The Yawpers are a Denver three-piece built around two acoustic guitars and a drum kit, and if that sounds like it should be quiet, it isn’t. Nate Cook, Jesse Parmet, and Alex Koshak have spent fifteen years playing punk-volume rock out of an Americana frame, pulling from blues, rockabilly, and outlaw country in ways that Pitchfork, Rolling Stone, and the New York Times have all tried to describe and mostly come back to variations of the same word: raw. Their four albums include a WWI France concept record produced by Tommy Stinson of The Replacements and a live-tracked record cut at Steve Albini’s Electrical Audio in Chicago. They’ve toured with Lucero, Nashville Pussy, and the Reverend Horton Heat, and they’ve had songs land on Showtime. Monday they’re at Crow Peak, and the door is free will.
Tuesday, May 5 | 6:30–8:30 p.m. | Crow Peak Brewing Co., Spearfish All ages. Free show.
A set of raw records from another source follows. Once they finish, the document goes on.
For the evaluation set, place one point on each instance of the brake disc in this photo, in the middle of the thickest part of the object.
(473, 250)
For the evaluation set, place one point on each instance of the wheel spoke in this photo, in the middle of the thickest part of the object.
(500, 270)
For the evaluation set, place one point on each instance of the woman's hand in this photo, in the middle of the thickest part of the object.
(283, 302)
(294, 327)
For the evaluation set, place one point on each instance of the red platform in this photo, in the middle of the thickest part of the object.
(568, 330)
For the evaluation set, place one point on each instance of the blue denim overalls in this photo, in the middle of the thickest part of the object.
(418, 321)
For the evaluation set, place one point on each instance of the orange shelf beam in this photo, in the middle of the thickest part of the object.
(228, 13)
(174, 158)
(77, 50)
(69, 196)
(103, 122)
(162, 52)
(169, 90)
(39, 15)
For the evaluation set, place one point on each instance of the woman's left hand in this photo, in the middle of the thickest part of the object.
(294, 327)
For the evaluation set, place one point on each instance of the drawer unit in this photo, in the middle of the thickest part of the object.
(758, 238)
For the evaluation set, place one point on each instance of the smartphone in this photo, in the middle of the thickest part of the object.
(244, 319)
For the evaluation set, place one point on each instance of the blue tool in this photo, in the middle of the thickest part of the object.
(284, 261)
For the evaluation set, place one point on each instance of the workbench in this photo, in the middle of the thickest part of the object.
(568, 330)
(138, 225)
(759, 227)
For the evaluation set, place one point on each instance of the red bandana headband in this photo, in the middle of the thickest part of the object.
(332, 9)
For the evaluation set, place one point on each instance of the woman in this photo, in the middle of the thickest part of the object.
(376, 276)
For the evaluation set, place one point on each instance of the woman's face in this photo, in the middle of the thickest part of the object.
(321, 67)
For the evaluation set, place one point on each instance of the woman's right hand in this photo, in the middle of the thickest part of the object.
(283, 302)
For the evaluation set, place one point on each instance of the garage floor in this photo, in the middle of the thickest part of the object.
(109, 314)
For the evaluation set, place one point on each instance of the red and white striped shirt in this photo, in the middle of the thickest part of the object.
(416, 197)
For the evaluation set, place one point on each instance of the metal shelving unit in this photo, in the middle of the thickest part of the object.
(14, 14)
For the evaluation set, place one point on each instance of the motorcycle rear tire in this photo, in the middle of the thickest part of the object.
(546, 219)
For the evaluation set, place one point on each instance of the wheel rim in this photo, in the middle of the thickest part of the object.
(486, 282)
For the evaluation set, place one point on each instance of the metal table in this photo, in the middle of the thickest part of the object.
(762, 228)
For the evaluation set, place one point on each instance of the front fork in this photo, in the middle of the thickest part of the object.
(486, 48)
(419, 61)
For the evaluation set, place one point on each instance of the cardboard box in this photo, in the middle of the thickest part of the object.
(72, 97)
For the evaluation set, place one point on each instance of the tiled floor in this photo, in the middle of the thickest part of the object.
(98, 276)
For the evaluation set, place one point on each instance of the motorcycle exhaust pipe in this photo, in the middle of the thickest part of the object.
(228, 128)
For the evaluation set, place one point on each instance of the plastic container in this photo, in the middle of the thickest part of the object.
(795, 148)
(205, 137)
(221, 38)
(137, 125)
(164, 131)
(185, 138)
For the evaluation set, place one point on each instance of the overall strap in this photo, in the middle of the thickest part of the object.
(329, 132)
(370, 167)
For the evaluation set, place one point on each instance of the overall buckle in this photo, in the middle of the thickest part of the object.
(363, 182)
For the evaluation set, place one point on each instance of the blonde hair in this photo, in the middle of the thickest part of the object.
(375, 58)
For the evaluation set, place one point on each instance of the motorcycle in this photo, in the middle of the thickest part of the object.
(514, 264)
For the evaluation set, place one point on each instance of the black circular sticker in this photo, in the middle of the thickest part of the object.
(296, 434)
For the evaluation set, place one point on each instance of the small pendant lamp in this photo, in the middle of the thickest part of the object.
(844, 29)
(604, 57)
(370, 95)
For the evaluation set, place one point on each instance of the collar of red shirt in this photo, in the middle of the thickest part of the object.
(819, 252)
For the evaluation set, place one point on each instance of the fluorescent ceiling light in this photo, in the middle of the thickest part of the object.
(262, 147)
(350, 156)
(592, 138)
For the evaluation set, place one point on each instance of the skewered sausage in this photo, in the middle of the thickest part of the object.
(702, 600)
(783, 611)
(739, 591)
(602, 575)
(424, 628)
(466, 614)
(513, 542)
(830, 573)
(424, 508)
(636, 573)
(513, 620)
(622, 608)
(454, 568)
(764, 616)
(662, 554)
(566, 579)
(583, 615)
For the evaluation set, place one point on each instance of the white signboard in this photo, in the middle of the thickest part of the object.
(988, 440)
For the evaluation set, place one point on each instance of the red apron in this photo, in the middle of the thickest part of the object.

Wayfarer are also a Denver band, also with a KEXP session to their name, and almost nothing else about them resembles the Yawpers. The four-piece has spent over a decade building what they call “black metal of the American West,” drawing from blast beats and tremolo guitar on one end and Ennio Morricone and the gothic country of Sixteen Horsepower on the other. Their 2020 album A Romance of Violence told a chapter-by-chapter story of life in the Rocky Mountain West in the late 1800s. Their most recent, American Gothic, released in 2023 on Profound Lore and Century Media, was described in their own words as a funeral for the American dream, produced by Arthur Rizk, who has worked with Kreator and Eternal Champion. They have played Roadburn. They have toured Europe. Tuesday night they are on an outdoor stage in Spearfish, and it is free to walk in.
Two nights, two Denver bands with KEXP sessions and national press behind them, playing in Spearfish. Crow Peak is giving the Black Hills two nights of touring-level music this week, and both shows are worth rearranging a Monday and Tuesday so you can be there.
“What is Peace?” drops May 1. The release show is Saturday night in downtown Rapid City.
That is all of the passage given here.